Zu spät, zu langsam, zu umständlich - und das mitten in der Krise: Mit deutlichen Worten hat Russlands Präsident Medwedew den Regierungsapparat angegriffen. Ein Zeichen, dass er sich von seinem politischen Ziehvater Putin distanziert.

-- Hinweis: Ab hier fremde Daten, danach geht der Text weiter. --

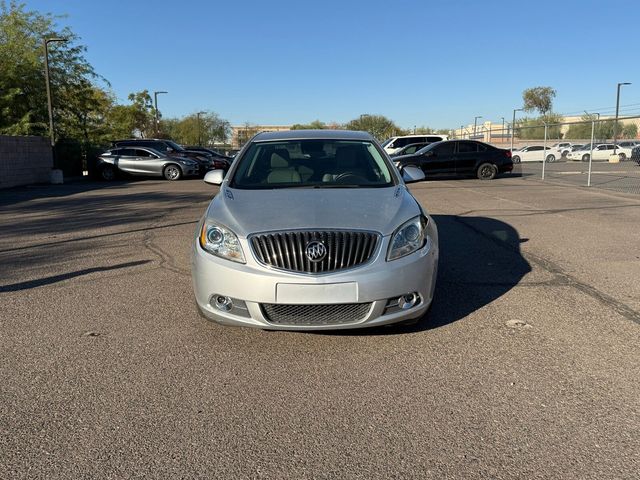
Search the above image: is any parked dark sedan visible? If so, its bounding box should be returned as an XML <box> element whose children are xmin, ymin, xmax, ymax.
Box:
<box><xmin>393</xmin><ymin>140</ymin><xmax>513</xmax><ymax>180</ymax></box>
<box><xmin>97</xmin><ymin>146</ymin><xmax>199</xmax><ymax>180</ymax></box>
<box><xmin>389</xmin><ymin>142</ymin><xmax>429</xmax><ymax>158</ymax></box>
<box><xmin>111</xmin><ymin>138</ymin><xmax>216</xmax><ymax>175</ymax></box>
<box><xmin>184</xmin><ymin>145</ymin><xmax>233</xmax><ymax>170</ymax></box>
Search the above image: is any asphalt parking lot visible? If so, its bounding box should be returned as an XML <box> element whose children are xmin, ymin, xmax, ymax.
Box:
<box><xmin>0</xmin><ymin>177</ymin><xmax>640</xmax><ymax>479</ymax></box>
<box><xmin>516</xmin><ymin>160</ymin><xmax>640</xmax><ymax>195</ymax></box>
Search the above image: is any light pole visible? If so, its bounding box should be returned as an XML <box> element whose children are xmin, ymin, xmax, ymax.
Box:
<box><xmin>511</xmin><ymin>108</ymin><xmax>524</xmax><ymax>152</ymax></box>
<box><xmin>584</xmin><ymin>110</ymin><xmax>600</xmax><ymax>144</ymax></box>
<box><xmin>44</xmin><ymin>37</ymin><xmax>67</xmax><ymax>160</ymax></box>
<box><xmin>613</xmin><ymin>82</ymin><xmax>631</xmax><ymax>155</ymax></box>
<box><xmin>196</xmin><ymin>112</ymin><xmax>207</xmax><ymax>147</ymax></box>
<box><xmin>153</xmin><ymin>90</ymin><xmax>169</xmax><ymax>136</ymax></box>
<box><xmin>473</xmin><ymin>115</ymin><xmax>482</xmax><ymax>138</ymax></box>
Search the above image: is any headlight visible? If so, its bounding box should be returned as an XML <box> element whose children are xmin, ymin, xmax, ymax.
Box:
<box><xmin>387</xmin><ymin>215</ymin><xmax>429</xmax><ymax>261</ymax></box>
<box><xmin>200</xmin><ymin>222</ymin><xmax>245</xmax><ymax>263</ymax></box>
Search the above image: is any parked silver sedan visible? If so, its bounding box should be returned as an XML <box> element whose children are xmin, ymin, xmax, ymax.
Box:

Irkutsk - Russland taumelt in die schwerste Wirtschaftskrise seit mehr als einem Jahrzehnt - da zeichnen sich erste Zerwürfnisse zwischen dem Führungsduo ab. Präsident Dmitrij Medwedew hat dem Regierungsapparat vorgeworfen, zu schleppend auf die schwere Wirtschaftskrise zu reagieren. Indirekt richtet sich die Kritik damit gegen seinen politischen Ziehvater Wladimir Putin, der inzwischen als Ministerpräsident der Regierung vorsteht.

Russlands starke Männer: Zwischen Ministerpräsident Putin und Präsident Medwedew mehren sich die Hinweise auf Differenzen
REUTERS

Russlands starke Männer: Zwischen Ministerpräsident Putin und Präsident Medwedew mehren sich die Hinweise auf Differenzen

Medwedew monierte, dass die Regeln für die Vergabe staatlicher Bürgschaften erst vor einigen Tagen beschlossen wurden. "Wir arbeiten sehr langsam, für eine Krise inakzeptabel langsam", sagte er am Freitag bei einer Rede in der sibirischen Stadt Irkutsk.

Die russische Wirtschaft wird nach einem Jahrzehnt des Booms 2009 erstmals schrumpfen. Außerdem steigt die Arbeitslosigkeit an. "Die Krise dauert an und hat ihren Höhepunkt noch nicht erreicht. Wir sind noch nicht einmal in der Talsohle", warnte Medwedew.

Die Äußerungen des Staatschefs über die Arbeit der Regierung waren die zweiten kritischen Anmerkungen über Putin. Schon im Januar hatte sich Medwedew über die Reaktion der Regierung auf die Krise beklagt. Kritik am früheren Kreml-Chef, mit dem Medwedew sich die Macht teilt, gilt in Russland als Tabu.